Fuimos románticos, cierto, y a mucha
honra. Y el romanticismo acarrea ingenuidad, que ni qué. Nuestras
expectativas finalmente no se cumplieron, y el de los 70 fue un decenio de
resaca, de cruda. Un retroceso. Aquellas jornadas habrán quedado como un
estallido de vitalidad, brillante y efímero. Que el tiempo, cruel, se ha ido
encargando de difuminar.
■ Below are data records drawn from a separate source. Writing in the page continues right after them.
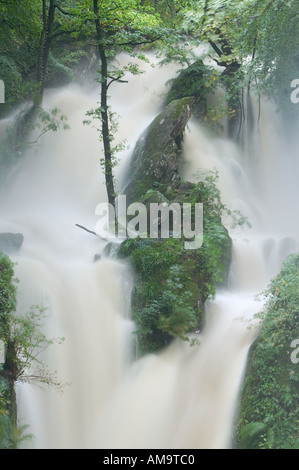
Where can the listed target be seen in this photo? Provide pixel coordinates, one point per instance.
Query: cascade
(183, 397)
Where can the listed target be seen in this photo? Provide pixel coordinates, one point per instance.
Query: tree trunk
(104, 110)
(44, 47)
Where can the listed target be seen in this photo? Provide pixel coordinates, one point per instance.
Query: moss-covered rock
(269, 409)
(172, 283)
(156, 158)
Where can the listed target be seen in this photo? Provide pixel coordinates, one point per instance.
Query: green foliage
(24, 342)
(7, 295)
(271, 389)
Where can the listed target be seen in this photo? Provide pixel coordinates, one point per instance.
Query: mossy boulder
(156, 159)
(191, 81)
(172, 282)
(269, 407)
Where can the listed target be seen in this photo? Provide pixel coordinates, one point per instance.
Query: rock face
(156, 158)
(269, 404)
(171, 283)
(10, 242)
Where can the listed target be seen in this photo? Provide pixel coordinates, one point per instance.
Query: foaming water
(184, 397)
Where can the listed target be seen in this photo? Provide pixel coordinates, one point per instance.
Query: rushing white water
(184, 397)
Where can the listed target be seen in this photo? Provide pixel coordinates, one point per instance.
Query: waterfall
(183, 397)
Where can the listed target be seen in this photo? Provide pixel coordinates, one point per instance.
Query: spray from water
(183, 397)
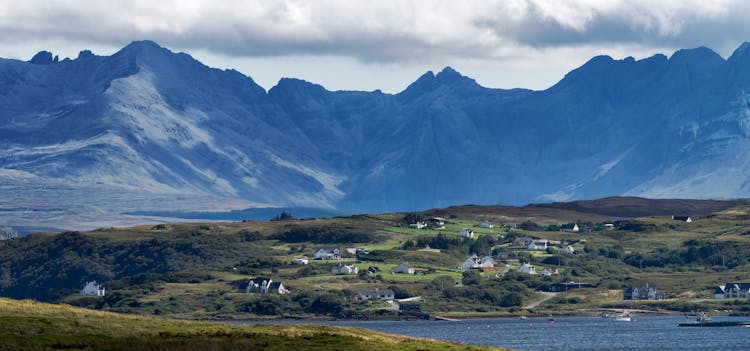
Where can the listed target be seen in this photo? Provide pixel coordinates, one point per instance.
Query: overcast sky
(367, 45)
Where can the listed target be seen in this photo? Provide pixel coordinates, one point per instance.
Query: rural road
(547, 296)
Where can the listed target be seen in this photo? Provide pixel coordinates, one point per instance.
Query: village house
(475, 262)
(523, 241)
(732, 291)
(404, 268)
(344, 269)
(569, 227)
(486, 225)
(418, 225)
(261, 285)
(93, 289)
(686, 219)
(537, 245)
(375, 294)
(466, 233)
(327, 253)
(549, 272)
(437, 222)
(562, 287)
(299, 260)
(527, 269)
(644, 292)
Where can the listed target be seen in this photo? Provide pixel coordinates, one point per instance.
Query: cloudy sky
(367, 45)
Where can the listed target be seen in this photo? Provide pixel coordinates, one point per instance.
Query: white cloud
(498, 35)
(372, 31)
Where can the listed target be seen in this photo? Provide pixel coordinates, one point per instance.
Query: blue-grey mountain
(149, 129)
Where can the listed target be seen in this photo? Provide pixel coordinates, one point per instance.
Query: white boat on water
(623, 317)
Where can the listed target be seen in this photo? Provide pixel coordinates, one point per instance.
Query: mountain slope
(148, 129)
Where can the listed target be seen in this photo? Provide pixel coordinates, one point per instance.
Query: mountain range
(148, 129)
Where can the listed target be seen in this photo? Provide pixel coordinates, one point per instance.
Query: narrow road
(547, 296)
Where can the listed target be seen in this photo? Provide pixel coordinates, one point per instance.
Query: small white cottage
(527, 269)
(93, 289)
(375, 294)
(266, 286)
(466, 233)
(475, 262)
(404, 268)
(344, 269)
(418, 225)
(327, 253)
(300, 260)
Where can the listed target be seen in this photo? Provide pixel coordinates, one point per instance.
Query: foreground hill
(27, 325)
(149, 129)
(202, 270)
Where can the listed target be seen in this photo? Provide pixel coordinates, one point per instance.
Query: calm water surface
(571, 333)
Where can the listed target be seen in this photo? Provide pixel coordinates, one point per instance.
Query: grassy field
(199, 270)
(27, 325)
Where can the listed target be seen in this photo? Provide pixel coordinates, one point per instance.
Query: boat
(622, 318)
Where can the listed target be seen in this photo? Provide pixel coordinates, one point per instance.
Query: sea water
(571, 333)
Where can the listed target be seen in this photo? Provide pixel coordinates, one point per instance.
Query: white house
(537, 245)
(466, 233)
(375, 294)
(418, 225)
(523, 241)
(327, 253)
(344, 269)
(438, 222)
(93, 289)
(266, 286)
(733, 291)
(527, 268)
(404, 268)
(686, 219)
(300, 260)
(475, 262)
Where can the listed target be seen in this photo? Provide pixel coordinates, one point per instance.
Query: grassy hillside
(27, 325)
(200, 270)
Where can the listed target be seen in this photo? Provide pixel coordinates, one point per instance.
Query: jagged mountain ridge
(147, 121)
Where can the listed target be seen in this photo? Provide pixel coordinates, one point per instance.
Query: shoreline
(457, 316)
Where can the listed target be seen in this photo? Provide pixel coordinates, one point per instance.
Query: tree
(7, 233)
(283, 216)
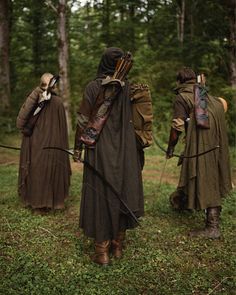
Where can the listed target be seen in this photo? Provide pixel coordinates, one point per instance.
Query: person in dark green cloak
(206, 179)
(115, 156)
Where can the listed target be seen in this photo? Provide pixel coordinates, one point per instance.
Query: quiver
(142, 113)
(200, 107)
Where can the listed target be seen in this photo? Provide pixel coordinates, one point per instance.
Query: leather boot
(212, 229)
(117, 245)
(102, 253)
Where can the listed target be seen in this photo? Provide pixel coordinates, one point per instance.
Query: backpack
(142, 113)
Y de desengañarnos.
Pero aquellos sentimientos
indescriptibles obraron nuevas disposiciones emocionales desenfrenadas
originando metas impensables no graciosamente otorgadas. Varios incluso
concebimos abolir mundos infinitamente aborrecidos, una nueva atmósfera festiva
inundó estas sufridas tierras abriendo alternativas siempre imaginadas, sin
oscuras leyes ominosas configurando oprobios ni ultrajantes sometimientos
tutelando el destino. Marchamos en columnas alzando esperanzas.
Hoy, nueve lustros después, no puedo no pensar con cierta melancolía en
los nuevos jóvenes que volverán a recorrer las calles de la ciudad. Y un grito
ausente entonces, el consabido “¡Dos de octubre, no se olvida!”, será el que
llene el aire y rebote en las paredes de las casas. Y no podré no concederles
la razón. No se puede olvidar lo que nunca se supo.